By working together to better represent the region, Mason argues that legal frameworks and expectations can be better managed and addressed.
“It’s still cheaper to buy a business in Silicon Valley than in Asia. For example, you’d rack up about US$30,000 in legal fees versus the US$100,000 in Asia. Nothing is standardised,” he said.
Increased bilateral cooperation can result in the establishment of a set of standards and expectations and serve as a way to collectively move up the funding chain, especially for post-seed-stage startups.
“Both countries could co-publish data with accurate metrics to provide confidence for investors and a rational basis for doing business in the region. I believe we’re still at a stage where both countries are not in competition with each other and that everyone’s success collectively pushes the ecosystem up,” he said.
The idea of fostering more cross-country collaborations on an individual basis seems doable enough, with many startups already boasting founders from both sides of the causeway.
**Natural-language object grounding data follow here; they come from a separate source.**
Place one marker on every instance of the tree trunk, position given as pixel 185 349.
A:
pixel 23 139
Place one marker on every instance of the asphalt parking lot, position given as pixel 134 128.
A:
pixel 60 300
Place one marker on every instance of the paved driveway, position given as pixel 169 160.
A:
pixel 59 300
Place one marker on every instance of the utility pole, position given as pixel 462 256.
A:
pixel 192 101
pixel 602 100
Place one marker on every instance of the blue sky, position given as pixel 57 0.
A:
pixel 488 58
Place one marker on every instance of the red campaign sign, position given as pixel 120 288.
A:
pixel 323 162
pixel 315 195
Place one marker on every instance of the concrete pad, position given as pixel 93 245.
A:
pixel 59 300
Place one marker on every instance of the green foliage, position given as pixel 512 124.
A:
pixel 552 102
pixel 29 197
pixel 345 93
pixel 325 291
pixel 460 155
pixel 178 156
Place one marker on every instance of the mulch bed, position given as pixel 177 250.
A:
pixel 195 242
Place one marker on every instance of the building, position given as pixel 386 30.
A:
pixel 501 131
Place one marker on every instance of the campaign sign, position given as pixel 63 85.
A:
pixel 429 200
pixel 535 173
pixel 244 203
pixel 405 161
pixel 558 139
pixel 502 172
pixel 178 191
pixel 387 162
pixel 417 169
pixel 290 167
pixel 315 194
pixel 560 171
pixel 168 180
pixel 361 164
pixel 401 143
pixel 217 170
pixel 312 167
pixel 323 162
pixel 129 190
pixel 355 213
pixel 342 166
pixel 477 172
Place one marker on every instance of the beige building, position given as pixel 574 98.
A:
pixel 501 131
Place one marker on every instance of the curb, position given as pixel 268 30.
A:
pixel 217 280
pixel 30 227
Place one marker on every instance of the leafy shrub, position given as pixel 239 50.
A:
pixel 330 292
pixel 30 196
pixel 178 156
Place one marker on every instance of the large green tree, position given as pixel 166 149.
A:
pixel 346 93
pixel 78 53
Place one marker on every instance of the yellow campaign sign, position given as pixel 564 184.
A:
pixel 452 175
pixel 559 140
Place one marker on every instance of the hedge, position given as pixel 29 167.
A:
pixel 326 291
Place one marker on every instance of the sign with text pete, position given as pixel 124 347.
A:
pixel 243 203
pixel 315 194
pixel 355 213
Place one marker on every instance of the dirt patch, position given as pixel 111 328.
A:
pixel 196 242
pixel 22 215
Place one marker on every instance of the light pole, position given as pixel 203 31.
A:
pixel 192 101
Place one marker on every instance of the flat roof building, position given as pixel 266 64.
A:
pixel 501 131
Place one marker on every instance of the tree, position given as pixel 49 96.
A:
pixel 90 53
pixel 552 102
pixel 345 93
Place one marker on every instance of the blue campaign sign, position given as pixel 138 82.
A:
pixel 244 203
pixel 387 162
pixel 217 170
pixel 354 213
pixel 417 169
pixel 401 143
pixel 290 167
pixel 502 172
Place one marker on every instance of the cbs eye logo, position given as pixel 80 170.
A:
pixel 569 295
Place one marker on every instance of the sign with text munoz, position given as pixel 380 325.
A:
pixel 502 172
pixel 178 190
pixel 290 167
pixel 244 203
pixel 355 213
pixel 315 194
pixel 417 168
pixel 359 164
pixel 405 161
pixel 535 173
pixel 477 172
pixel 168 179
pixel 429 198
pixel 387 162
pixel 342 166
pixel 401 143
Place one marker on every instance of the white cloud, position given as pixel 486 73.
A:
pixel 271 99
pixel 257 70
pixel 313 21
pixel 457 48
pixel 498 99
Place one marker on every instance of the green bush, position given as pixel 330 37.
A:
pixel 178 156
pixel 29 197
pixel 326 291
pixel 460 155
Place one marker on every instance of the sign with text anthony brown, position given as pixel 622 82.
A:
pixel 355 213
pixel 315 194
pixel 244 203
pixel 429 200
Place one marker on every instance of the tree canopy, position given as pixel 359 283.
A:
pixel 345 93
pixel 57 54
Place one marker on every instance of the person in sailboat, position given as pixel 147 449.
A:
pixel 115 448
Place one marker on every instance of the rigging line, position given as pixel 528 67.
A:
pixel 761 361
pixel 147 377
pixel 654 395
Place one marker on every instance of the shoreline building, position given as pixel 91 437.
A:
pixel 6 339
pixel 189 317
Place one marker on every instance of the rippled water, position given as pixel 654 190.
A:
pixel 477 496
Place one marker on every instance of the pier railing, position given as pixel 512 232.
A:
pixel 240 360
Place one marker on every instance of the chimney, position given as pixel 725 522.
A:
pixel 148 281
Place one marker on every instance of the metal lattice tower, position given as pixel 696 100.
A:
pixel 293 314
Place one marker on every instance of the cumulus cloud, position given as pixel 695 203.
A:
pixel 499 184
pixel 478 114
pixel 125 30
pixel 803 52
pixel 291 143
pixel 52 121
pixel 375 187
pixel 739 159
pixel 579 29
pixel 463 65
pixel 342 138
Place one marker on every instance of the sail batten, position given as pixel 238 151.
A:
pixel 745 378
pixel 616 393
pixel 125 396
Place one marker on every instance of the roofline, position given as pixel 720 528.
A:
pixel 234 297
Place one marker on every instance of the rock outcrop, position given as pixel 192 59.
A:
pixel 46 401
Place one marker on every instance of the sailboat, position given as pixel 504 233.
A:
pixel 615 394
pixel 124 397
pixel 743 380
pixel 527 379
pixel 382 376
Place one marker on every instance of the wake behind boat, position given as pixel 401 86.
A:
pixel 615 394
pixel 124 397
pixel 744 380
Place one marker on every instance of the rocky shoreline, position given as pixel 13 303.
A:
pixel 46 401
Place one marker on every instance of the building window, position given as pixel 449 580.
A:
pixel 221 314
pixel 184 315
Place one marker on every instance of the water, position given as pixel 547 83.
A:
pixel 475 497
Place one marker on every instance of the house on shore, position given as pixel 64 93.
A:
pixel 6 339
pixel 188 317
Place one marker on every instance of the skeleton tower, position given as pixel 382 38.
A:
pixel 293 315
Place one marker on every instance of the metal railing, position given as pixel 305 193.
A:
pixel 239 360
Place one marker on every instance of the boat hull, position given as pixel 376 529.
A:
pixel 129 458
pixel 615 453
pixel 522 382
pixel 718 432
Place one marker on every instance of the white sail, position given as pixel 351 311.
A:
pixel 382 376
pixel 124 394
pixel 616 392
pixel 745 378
From a national perspective, it all boils down to the role Malaysia wants to play in the regional startup ecosystem and whether we are ready to accept that the oft-stated goal of being ‘the place’ for startups should be amended to ‘the place to start first before moving on.’
The question must be asked: What role should Malaysia’s startup ecosystem play in the fabric of South-East Asia? As a breeding ground for new ideas, or a captive hub for all?
Should our market be the place to validate ideas before venturing forth to the massive economies of Indonesia or the Philippines? Or should we be trying to not only attract but keep rising startups in the country so as to not lose out on potential taxable revenue?
At the very least, one point raised by Wong had me thinking about the need for more ‘exchange programmes’ or better collaboration opportunities between the north and south of the Causeway.
He shared that in his observations, the younger generation seems disconnected and sheltered from many market realities, and this is reflected in the types of ideas they come up with.
“Entrepreneurship is driven almost entirely by immigrants who use both experiences from their home country and their residence to inform their ideas. You see this happening in Silicon Valley as well,” he said.
Singapore, with its high population density and high cost of housing, means that it is common for many young adults to not move out of their family homes until marriage.
“It’s so small and there’s no plausible excuse to move out. If there are deeper ties with Malaysia, Singaporeans could move up north, away from their parents, and discover for themselves how to operate in a different environment,” he added.
In Wong’s opinion, it is this international exposure, independence and cross-cultural exchanges that tend to result in stronger startups and better ideas.
I am sure Malaysian startups would also benefit from stints down south, with exposure to a more internationalised economy and sophisticated market for their ideas.
So what’s the message of today’s column? As a founder, you are best positioned to know where the best place for your startup to exist is and it may not always be your place of birth.
Don’t be afraid to pack that bag, jump on that plane and head to where you think you need to be. The experiences you pick up along the way will not be in vain and could ultimately beef up that seed of an idea you first had while chatting at a food stall with friends late one night.